The burnout will begin Friday, Feb. 21. This event is expected to last for 60 days.

While the Bossier City water system has not experienced any instances of this parasite, the free chlorine burnout is an added precautionary step.

Currently Bossier City uses chloramines for disinfection of the drinking water. Chloramines are created by combining chlorine and ammonia. During this free chlorine burn, the disinfection process will be changed from chloramines to free chlorine. Free chlorine is a stronger and faster-acting disinfectant. Bossier City will be using this disinfection. Customers may notice open fire hydrants throughout the city during this period and possibly overflowing water storage towers. The fire hydrants will be opened to allow flushing of the system to help remove sediment from the pipes and distribute the change in disinfectant. Overflowing water storage towers further aid in the flushing process.
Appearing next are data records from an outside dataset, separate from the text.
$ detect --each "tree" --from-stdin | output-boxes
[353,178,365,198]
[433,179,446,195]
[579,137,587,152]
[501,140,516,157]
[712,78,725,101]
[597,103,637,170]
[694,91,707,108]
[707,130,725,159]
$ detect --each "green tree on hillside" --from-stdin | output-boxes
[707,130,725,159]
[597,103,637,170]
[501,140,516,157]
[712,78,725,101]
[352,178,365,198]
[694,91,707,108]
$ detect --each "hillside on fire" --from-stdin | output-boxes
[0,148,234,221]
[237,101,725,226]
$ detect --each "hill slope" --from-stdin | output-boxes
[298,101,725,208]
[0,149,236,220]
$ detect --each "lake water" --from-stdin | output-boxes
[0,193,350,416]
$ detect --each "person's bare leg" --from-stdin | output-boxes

Possible Noticeable Effects: It is important to understand that during this temporary change there may be some discoloration or cloudiness in the water and possibly a slight chlorine odor or taste. If this is experienced you may want to run the water through the tap until it clears. Minor pressure fluctuations and small air pockets may also occur. Fire hydrant flushing should remove a majority of the color and odor, but some may reach customer lines during the process.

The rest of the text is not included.